What all these movies have in common is that their warning has been ignored in the real world. People will jokingly say, “I’ve seen this movie, and it doesn’t end well,” but we continue to adopt every new technology that promises comfort, convenience, and control without a serious discussion about purpose or boundaries.  

Even when the warnings aren’t exactly accurate or even realistic, these films often raise questions worth asking. And yet, our curiosity wanes once the credits roll. As in the Terminator movies, artificial intelligence continues to gobble up vast areas of life and human creativity without much protest. And despite all the Jurassic Park references, Colossal’s wolves will likely be the first of many bioengineering projects that prioritize profit and publicity over the welfare of animals or humans.  

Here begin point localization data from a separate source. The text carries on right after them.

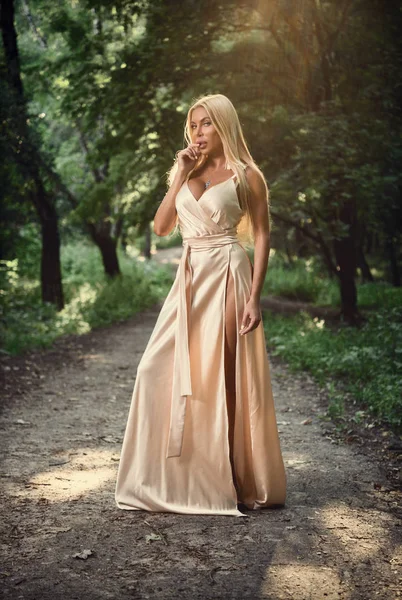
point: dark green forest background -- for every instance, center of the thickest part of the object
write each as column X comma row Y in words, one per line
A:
column 93, row 99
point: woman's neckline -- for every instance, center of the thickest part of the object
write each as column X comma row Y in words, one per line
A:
column 210, row 188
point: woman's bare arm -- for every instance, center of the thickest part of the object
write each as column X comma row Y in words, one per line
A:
column 165, row 216
column 259, row 209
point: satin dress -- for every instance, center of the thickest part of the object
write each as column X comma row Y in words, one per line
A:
column 175, row 451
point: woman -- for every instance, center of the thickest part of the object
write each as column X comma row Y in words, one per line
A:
column 201, row 435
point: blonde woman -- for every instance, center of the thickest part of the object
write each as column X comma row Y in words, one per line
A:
column 201, row 435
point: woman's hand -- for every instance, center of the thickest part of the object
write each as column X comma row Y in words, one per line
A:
column 251, row 316
column 188, row 157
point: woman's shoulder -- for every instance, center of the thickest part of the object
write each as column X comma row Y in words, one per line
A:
column 254, row 176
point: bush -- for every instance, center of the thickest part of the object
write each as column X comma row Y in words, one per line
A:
column 365, row 362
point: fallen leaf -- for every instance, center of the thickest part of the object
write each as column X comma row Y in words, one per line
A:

You won’t hear me say this often, but it’s time to pay closer attention to Hollywood. Despite the garbage that comes from the entertainment industry, there’s a willingness to question “progress” that is lacking at MIT, medical labs, and Silicon Valley. 

C.S. Lewis wrote that reason is the organ of understanding, and imagination is the organ of meaning. We need both, which is why we should listen when someone asks, even in film, “What could go wrong?” Asking whether we should do something is a skill that should not be extinct.